And here are the evacuation areas:

Our home is in the orange Voluntary Evacuation area. So we made a round trip from LA to prepare the house as best we could, gather some stuff and go. Here’s a photo album of the trip, and one of the last sights we saw on our way out of town:

This, I believe, was a fire break created on the up-slope side of Toro Canyon. Whether purely preventive or not, it was very impressive.

And here is a view of the whole burn area, which stretches more than forty miles from west to east (or from Montecito to Fillmore):

Here you can see how there is no fresh fire activity near Lake Casitas and Carpinteria, which is cool (at least relatively). You can also see how Ojai and Carpinteria were saved, how Santa Barbara is threatened, and how there are at least five separate fires around the perimeter. Three of those are in the back country, and I suspect the idea is to let those burn until they hit natural fire breaks or the wind shifts and the fires get blown back on their own burned areas and fizzle out there.

The main area of concern is at the west end of the fire, above Santa Barbara, in what they call the front country: the slope on the ocean’s side of the Santa Ynez Mountains, which run as a long and steep spine, rising close to 4000 feet high in the area we care about here. (It’s higher farther west.)

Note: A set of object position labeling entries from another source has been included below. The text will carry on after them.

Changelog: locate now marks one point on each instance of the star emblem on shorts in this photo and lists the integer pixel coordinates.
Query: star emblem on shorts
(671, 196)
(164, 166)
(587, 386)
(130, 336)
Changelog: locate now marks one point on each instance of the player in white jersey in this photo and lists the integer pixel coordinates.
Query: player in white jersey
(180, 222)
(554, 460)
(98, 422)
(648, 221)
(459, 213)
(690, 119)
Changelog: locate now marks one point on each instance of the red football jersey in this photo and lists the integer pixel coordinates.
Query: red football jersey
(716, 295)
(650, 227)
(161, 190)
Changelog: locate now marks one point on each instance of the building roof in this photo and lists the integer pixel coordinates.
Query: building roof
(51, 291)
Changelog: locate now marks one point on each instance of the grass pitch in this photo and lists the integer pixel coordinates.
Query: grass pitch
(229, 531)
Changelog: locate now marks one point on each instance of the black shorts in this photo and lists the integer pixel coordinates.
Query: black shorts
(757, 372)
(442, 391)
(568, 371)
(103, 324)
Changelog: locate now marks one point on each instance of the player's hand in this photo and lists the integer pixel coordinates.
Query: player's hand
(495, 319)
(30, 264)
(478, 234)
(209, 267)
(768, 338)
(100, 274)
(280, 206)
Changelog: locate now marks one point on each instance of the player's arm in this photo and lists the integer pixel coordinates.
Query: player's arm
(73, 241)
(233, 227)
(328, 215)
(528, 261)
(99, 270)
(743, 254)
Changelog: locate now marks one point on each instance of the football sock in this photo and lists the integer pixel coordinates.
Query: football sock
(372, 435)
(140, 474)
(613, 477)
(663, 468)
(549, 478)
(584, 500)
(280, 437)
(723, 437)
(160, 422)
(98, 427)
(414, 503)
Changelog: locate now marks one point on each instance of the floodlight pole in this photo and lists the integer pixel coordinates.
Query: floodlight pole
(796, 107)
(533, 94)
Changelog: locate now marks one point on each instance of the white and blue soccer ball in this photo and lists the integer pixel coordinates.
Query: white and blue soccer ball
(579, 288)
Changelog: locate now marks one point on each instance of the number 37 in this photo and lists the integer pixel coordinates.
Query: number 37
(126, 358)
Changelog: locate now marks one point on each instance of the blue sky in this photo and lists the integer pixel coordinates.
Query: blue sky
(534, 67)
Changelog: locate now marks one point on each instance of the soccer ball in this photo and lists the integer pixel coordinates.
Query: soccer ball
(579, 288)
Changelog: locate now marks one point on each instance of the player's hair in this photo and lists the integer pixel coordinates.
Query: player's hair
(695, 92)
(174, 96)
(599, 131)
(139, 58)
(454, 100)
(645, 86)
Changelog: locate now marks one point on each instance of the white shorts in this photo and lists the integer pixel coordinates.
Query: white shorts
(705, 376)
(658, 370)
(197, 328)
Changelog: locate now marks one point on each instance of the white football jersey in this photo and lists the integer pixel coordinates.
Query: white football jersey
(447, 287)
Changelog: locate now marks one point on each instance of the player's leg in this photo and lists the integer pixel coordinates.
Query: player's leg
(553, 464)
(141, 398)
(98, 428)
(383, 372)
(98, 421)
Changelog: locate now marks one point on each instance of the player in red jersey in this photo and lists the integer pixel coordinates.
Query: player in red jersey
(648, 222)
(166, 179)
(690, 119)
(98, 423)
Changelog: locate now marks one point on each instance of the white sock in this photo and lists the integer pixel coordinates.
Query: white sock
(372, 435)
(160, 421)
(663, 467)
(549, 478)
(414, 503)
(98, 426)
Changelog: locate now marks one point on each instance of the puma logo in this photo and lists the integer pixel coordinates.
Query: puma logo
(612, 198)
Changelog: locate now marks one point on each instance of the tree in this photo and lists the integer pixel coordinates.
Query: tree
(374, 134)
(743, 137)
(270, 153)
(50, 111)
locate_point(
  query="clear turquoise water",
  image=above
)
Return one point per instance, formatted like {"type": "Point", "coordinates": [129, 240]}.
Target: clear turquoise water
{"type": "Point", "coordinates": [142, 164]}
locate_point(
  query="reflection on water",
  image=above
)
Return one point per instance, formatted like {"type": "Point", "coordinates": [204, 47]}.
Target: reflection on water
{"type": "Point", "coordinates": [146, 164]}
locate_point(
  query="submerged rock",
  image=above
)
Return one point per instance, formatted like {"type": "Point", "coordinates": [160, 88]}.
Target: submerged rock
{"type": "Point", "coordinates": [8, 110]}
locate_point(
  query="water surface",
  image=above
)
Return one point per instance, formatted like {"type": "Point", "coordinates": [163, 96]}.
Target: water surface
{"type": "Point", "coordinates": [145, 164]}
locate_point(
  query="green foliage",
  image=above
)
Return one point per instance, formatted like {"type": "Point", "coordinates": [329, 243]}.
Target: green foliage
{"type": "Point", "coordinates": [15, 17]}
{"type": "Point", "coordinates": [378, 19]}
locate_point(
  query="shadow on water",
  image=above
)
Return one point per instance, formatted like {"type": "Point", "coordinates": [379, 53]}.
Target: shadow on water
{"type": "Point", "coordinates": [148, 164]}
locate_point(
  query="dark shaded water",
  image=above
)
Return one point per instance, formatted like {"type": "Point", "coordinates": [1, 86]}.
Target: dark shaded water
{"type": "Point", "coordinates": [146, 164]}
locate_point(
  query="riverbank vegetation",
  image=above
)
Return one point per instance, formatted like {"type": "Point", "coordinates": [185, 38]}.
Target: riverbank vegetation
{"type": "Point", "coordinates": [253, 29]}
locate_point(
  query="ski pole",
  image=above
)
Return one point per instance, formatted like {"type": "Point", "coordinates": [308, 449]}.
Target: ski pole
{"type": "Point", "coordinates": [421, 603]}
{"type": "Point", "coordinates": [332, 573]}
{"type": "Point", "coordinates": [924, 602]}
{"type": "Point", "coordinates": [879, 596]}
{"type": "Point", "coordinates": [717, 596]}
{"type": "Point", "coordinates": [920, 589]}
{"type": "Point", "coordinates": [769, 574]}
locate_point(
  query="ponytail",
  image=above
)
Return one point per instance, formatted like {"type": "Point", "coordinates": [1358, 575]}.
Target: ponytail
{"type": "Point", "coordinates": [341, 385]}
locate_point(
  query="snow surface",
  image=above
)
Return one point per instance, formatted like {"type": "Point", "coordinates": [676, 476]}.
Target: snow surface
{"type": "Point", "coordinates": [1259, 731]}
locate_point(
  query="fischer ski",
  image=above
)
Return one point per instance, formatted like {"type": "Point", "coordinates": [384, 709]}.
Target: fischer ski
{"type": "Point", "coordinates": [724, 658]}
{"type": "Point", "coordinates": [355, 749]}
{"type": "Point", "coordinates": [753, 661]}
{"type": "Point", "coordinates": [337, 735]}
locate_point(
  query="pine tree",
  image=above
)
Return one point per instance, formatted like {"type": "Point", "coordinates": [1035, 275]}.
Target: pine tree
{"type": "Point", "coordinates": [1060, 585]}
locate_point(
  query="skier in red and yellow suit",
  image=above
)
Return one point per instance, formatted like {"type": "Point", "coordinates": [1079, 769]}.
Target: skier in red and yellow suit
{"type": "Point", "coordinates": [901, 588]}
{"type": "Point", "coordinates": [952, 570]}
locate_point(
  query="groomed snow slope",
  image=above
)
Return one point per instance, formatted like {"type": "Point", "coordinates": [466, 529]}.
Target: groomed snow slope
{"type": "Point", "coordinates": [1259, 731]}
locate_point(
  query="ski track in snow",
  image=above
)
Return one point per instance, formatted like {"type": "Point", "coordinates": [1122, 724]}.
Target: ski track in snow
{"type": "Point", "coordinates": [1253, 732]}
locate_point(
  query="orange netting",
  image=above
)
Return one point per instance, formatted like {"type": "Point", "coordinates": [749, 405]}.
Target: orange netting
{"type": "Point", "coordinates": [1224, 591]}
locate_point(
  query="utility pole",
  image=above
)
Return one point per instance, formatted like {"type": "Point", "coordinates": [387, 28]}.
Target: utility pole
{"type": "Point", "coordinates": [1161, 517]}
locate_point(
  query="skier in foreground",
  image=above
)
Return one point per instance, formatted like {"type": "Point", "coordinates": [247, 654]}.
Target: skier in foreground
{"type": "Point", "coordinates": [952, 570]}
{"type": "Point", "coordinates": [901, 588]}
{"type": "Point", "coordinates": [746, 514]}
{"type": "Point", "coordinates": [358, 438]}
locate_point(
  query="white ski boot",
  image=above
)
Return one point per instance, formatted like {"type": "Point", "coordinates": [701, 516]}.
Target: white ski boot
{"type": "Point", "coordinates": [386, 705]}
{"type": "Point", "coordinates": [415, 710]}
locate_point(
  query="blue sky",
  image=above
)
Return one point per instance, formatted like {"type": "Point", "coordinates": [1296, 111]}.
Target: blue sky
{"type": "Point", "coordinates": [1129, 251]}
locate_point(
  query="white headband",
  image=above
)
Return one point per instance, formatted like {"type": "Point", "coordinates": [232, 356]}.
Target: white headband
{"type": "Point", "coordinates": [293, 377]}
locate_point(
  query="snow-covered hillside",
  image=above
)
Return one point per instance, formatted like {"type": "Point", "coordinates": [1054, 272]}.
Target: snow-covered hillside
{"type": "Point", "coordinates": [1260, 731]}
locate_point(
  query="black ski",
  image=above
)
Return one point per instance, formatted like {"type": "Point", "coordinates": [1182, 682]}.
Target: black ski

This afternoon I caught a community meeting on KEYT, Santa Barbara’s TV station, which has been very aggressive and responsible in reporting on the fire. I can’t find a recording of that meeting now on the station’s website, but I am watching the station’s live 6pm news broadcast now, devoted to a news conference at the Ventura County Fairgrounds. (Even though I’m currently at a house near Los Angeles, I can watch our TV set top box remotely through a system called Dish Anywhere. Hats off to Dish Network for providing that ability. In addition to being cool, it’s exceptionally handy for evacuated residents whose homes still have electricity and a good Internet connection. I thank Southern California Edison and Cox for those.)

On KEYT, Mark Brown of @Cal_Fire just spoke about Plans A, B and C, one or more of which will be chosen based on how the weather moves. Plan C is the scariest (and he called it that), because it involves setting fire lines close to homes, intentionally scorching several thousand acres to create an already-burned break, to stop the fire. “The vegetation will be removed before the fire has a chance to take it out, the way it wants to take it out,” he says.

Okay, that briefing just ended. I’ll leave it there.

So everybody reading this knows, we are fine, and don’t need to be at the house while this is going on. We also have great faith that 8000 fire fighting personnel and all their support systems will do the job and save our South Coast communities. What they’ve done so far has been nothing short of amazing, given the enormous geographical extent of this fire, the exceptionally rugged nature of the terrain, the record dryness of the vegetation, and other disadvantages. A huge hat tip to them.